Comme si ça ne suffisait pas, s’en sont suivis des emprisonnements de masse, une dépossession culturelle et civilisationnelle, une expropriation intellectuelle et une condamnation cultuelle, le tout à travers ses symboles immuables, dont son porte-drapeau identitaire la JSK, qui a vu son président emblématique Cherif Mellal, empreint de toutes les valeurs de la région, outrageusement jeté en prison comme pour mieux marquer les esprits et distiller les venins inhibant du mépris.

Le printemps berbère déclenche toujours des représailles barbares comme pour conjurer un amour jamais démenti pour une terre qui a de tout temps accueilli à bras ouverts toutes les multitudes et les diversités, et qui ne combat que les injustices, l’inhumanité et les agressions répétitives depuis une éternité.

Les plaies de l’injustice sont réfractaires à la cicatrisation et un traumatisme inoculé juste dans le subconscient collectif d’une communauté marquée au fer de l’adversité « frère » indélébile de l’histoire haineuse sans cesse renouvelé.

Une communauté qui, hélas !, récolte les fruits ingrats de sa tolérance, ses penchants exclusivement pacifiques, toujours désarmée et accueillant torse-nu, les bras ouverts, et le cœur naïf toutes sortes de malveillants « invités ».  

Une communauté qu’on dépossède après son hospitalité et à la laquelle on demande de se renier afin de pouvoir survivre et continuer d’exister.

Cette Kabylie qui accuse le coup et accuse …

Et qui promet de se réveiller, toujours aussi pacifique que déterminée …   

Elle veut une véritable justice et du respect à la place du mépris.
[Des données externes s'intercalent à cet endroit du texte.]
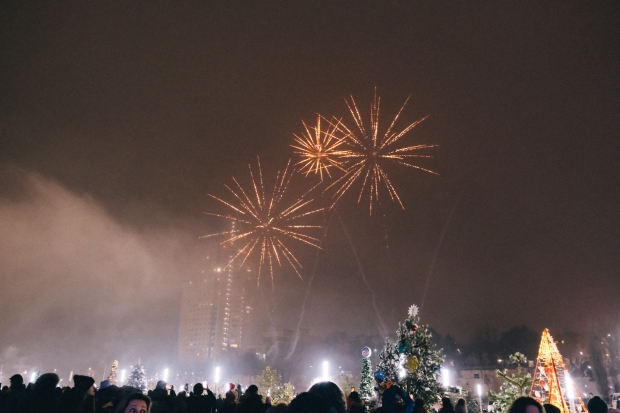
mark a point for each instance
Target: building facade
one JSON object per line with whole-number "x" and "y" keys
{"x": 214, "y": 311}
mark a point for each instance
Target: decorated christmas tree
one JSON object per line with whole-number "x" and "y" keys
{"x": 137, "y": 378}
{"x": 552, "y": 383}
{"x": 411, "y": 362}
{"x": 285, "y": 393}
{"x": 113, "y": 378}
{"x": 366, "y": 382}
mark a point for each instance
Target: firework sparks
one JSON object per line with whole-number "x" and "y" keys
{"x": 319, "y": 149}
{"x": 369, "y": 152}
{"x": 266, "y": 223}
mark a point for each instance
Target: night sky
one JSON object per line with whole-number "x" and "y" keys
{"x": 117, "y": 120}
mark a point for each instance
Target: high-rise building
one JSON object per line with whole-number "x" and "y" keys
{"x": 213, "y": 310}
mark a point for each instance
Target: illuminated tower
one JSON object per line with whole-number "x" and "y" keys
{"x": 552, "y": 383}
{"x": 213, "y": 309}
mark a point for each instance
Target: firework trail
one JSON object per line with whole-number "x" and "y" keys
{"x": 267, "y": 222}
{"x": 369, "y": 152}
{"x": 303, "y": 304}
{"x": 430, "y": 271}
{"x": 382, "y": 326}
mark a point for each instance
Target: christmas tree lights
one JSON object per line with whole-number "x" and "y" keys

Elle exige que cesse l’humiliation pour continuer à servir le destin national et perpétuer son humanisme qu’elle a toujours su proposer au destin de l’homme partout dans le monde, afin que règne partout paix, amour, coexistence pacifique et vivre-ensemble, ces/ses valeurs éternelles qu’elle a toujours su sauvegarder.

Youcef Oubellil, écrivain kabyle

Auteur de « Arrac n Tefsut », Les enfants du printemps

Prix Mouloud Mammeri de littérature amazighe.